You have no idea what the full financial details are for your college education because your father says he doesn’t want you to stress out, yet he seems to have no problem stressing you out by asking you to give him as much as $2,000 (seriously, there is no reason why you shouldn’t know these details—have him show you all the paperwork so you can get that debt sorted out). He apparently needs the money because he’s unemployed, but he’s also using the money to, as you say, “splurge” on things like two new iPhones for himself and your mother. He is preventing you from saving up money to do what you want to do, which is move to South America to be with your ailing grandmother. To continue supporting your dad and to help him with his dream of launching his new company, you are considering taking on a fourth—FOURTH—job waitressing at a strip club. The seeds of resentment are abundant.
It’s time to start living your life on your own terms. Figure out what you need to save to move to South America and start saving that money for yourself. Figure out what your student loan situation is so you’ll know what you’ll have to pay back once you’ve graduated and can plan ahead for that. Run through the numbers and figure out the exact amount of money you can give away without having it interfere with any of your plans. If want to help your father, that’s the figure you can give him: “Dad, I can afford to give you [x dollars] a month, but that’s it—you’ll have to figure out the rest on your own.” If he asks for more, tell him the truth: “The only way I can afford to help you more is if I take on a fourth job at a strip club working as a waitress.” The truth isn’t pretty, but he’ll need to hear it. And then, after this, if he still asks for more money (“I know you said that all you can give me is [x dollars], but if I could just get a little more this month…”), the thing you have to say next is “no.”
Remember, your parents are capable adults. If they need money and if you don’t have the money to give to them, they’ll just have to figure out how to get that money somewhere else. And they will figure it out because they’ll have no other choice but to figure it out.
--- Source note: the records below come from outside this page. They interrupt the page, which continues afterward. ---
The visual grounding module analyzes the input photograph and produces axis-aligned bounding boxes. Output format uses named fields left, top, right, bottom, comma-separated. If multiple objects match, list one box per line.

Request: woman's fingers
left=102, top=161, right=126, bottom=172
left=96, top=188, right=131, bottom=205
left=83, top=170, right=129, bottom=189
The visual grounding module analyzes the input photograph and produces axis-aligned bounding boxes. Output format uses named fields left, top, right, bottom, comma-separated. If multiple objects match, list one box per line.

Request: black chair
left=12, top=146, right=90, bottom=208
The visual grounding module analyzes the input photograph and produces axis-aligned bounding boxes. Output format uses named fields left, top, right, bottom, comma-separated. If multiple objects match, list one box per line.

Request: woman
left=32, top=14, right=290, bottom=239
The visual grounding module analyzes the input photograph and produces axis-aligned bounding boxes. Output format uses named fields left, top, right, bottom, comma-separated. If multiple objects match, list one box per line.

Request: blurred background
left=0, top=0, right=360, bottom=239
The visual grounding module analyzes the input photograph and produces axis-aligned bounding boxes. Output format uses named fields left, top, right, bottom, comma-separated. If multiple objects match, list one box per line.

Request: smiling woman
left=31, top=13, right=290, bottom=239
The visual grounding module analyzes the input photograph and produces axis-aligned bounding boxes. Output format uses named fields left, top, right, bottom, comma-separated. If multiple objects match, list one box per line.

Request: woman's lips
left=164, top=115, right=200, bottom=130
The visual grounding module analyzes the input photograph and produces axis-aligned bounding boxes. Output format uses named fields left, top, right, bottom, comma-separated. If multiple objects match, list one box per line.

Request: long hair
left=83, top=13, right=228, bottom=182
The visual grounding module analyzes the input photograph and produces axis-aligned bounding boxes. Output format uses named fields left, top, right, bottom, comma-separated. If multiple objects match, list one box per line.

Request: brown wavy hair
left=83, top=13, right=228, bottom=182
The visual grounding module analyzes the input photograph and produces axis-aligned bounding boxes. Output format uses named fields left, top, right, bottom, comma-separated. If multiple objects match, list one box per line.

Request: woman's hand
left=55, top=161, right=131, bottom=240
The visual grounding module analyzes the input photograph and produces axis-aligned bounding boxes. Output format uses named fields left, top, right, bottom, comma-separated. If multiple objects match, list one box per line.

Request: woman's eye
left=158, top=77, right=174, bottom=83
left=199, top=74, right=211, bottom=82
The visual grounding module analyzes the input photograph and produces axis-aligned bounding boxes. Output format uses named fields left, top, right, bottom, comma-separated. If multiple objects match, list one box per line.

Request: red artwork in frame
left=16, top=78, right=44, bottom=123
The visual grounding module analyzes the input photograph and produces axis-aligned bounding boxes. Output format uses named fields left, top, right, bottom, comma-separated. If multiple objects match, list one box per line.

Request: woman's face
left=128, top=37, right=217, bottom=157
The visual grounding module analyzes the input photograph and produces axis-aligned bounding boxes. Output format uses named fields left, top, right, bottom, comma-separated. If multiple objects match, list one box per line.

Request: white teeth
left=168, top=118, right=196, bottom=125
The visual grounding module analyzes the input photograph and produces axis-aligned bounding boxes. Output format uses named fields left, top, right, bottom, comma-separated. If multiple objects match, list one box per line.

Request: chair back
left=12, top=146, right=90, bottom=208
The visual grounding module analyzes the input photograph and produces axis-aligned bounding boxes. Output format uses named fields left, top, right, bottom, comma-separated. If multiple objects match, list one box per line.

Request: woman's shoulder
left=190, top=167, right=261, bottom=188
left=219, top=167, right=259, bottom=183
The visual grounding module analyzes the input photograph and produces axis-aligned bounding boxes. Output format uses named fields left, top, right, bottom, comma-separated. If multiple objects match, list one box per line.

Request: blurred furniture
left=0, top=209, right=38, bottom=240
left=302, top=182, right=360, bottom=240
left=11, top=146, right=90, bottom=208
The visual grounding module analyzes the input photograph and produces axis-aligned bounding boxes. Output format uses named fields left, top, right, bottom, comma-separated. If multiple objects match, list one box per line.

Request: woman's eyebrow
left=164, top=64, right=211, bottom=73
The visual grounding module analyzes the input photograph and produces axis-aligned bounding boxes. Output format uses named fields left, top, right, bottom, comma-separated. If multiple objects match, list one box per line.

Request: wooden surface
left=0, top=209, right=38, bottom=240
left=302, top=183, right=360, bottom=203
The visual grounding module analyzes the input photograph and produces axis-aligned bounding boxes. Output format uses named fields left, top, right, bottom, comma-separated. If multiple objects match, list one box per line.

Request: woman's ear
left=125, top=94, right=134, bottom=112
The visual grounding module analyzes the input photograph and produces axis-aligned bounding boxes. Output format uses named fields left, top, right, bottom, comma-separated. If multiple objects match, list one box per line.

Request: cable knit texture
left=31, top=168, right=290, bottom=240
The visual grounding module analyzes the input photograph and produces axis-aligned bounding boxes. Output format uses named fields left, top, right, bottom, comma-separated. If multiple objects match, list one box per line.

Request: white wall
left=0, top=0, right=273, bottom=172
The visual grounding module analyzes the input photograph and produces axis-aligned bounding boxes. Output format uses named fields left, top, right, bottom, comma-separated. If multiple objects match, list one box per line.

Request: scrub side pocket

When I lost my job during the Recession, I couldn’t ask my parents for money because they had no money to give me. I was forced into a position of figuring out how to pay my rent or give up my life in New York and move in with relatives somewhere else. So: I figured it out. I went though every single contact I had looking for leads, and in a shaky economy was able to score a job driving a truck around the city for a few months delivering newspapers and other goods to businesses. I was accompanied by a dog named Louie. It was hard work, physically, and mentally—I felt humbled driving a truck while I held two advanced degrees, but I did what I had to do to pay the bills because I had no other choice. That experience proved to me how resilient I could be during the toughest of times. And then things just got better from there. Your father, when faced with few choices on how to pay the bills, will have to dig deep and figure out how to be resilient.
C., enjoy the last few months of college. Send only what you can afford to help out your parents, and do what you need to do to get yourself to South America. Start living your life on your own terms.